Israli firm Civan Lasers has announced its successful development of a 500W single-mode continuous-wave (SMCW) 532nm (green) laser – a world record for this type of laser, according to the firm.
The green laser was born out of the EUREKA project ‘CBC-Green’ – led by Fraunhofer IWS, Siemens, and Thyssenkrupp – which set out to create and implement a laser beam with high power for more flexible and efficient processing of copper materials.
How does the laser work and what are the benefits?
The 500W SMCW 532nm laser works by harnessing CBC technology, a technique which involves combining multiple lasers into a single coherent beam with exceptional beam quality.

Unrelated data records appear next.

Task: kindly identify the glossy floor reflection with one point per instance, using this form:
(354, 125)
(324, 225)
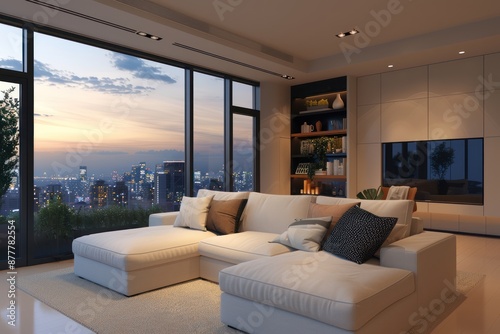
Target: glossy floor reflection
(479, 313)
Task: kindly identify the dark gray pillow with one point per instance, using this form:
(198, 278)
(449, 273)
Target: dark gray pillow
(358, 235)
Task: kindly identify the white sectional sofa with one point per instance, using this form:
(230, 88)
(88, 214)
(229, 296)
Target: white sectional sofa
(268, 287)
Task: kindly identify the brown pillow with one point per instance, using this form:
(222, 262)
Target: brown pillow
(224, 216)
(335, 211)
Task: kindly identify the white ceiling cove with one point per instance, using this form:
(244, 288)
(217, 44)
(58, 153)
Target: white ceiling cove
(260, 39)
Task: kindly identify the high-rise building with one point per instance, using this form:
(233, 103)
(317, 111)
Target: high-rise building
(169, 185)
(99, 194)
(119, 194)
(83, 174)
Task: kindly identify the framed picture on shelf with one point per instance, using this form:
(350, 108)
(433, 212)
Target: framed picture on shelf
(302, 168)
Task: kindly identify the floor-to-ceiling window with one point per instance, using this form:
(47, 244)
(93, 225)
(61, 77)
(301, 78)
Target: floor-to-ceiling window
(107, 127)
(12, 79)
(208, 132)
(245, 122)
(107, 133)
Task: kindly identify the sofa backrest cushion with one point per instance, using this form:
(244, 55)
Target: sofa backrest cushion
(273, 213)
(401, 209)
(223, 195)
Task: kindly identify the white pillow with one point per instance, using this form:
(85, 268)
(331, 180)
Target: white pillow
(305, 234)
(193, 212)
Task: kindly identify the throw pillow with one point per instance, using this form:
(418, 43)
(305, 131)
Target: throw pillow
(224, 216)
(358, 235)
(305, 234)
(193, 212)
(335, 211)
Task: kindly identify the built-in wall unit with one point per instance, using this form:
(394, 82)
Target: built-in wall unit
(321, 139)
(436, 127)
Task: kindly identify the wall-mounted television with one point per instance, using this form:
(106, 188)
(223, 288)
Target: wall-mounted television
(444, 171)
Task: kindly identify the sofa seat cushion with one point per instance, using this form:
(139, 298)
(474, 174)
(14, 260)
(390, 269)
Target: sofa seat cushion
(273, 213)
(240, 247)
(320, 286)
(139, 248)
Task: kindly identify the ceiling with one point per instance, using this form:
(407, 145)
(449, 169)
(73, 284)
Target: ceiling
(262, 39)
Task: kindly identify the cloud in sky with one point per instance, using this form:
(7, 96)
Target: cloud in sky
(122, 85)
(139, 68)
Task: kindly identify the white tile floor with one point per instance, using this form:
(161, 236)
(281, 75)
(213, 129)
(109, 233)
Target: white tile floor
(479, 313)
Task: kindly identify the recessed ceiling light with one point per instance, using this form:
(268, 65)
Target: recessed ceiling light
(347, 33)
(145, 34)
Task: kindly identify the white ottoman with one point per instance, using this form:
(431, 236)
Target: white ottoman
(138, 260)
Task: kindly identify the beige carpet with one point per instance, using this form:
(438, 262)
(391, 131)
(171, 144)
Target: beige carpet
(191, 307)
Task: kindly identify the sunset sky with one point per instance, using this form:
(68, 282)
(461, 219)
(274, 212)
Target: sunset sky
(97, 107)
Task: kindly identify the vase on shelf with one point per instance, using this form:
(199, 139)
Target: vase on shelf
(319, 126)
(338, 103)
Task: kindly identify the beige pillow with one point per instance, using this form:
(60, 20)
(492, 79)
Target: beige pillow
(305, 234)
(193, 212)
(396, 234)
(224, 216)
(335, 211)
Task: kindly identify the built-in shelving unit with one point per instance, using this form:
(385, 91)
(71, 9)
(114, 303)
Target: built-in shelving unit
(332, 181)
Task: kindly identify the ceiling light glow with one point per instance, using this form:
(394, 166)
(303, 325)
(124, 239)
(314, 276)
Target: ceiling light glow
(347, 33)
(145, 34)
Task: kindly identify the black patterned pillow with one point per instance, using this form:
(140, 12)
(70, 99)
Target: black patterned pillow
(358, 235)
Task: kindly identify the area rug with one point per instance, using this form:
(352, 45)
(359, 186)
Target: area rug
(190, 307)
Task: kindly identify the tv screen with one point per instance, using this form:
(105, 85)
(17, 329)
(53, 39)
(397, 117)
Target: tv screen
(444, 171)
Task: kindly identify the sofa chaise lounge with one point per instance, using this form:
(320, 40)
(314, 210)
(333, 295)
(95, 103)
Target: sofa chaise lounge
(270, 287)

By leveraging CBC, Civan Lasers’ system is able to attain high brightness without risking damage to a laser crystal (as is the case when increasing brightness using higher laser powers), thereby preserving the spectral properties of the beam and, ensuring longer-lasting and dependable performance over time.
The coherent beam combining functionality of the new green laser (Image: Civan Lasers)
It is this CBC technology that allows the laser to increase process efficiency and performance in material processing using a high-quality, high-power beam, while at the same time offering power modulation capabilities – a significant advancement given that 532nm lasers typically require stable crystal temperatures.
The capabilities hold potential for moving current practices past the limitations in processing copper, which occur due to the high degrees of reflectivity (compared to infrared fibre laser radiation, green lasers exhibit much more absorption in the material). The results would help industries to better process copper components that are key in the production of energy storage systems, power electronics, controls and the necessary cooling structures.
What are the next steps for the laser?
While development of the green SMCW laser is still ongoing, Civan Lasers have outlined its intent to make further progress, building on the promise shown across a range of diverse material processing applications. These include welding highly reflective materials such as copper, welding in the semiconductor domain – particularly chip-to-wafer welding, which could serve as an alternative to traditional wire bonding processes – and copper 3D printing.
For Civan Lasers, future development plans include cutting the laser’s size in half, dramatically lowering its cost, amplifying its power capabilities, and introducing a dynamic beam within the green laser – ultimately setting it apart from market competitors.
Following its development, the laser will be sent to Fraunhofer IWS. There, the institute will spearhead the development process for Siemens and Thyssenkrupp and further explore the laser's capabilities and potential applications, many of which are currently unknown as its researchers venture into uncharted territories.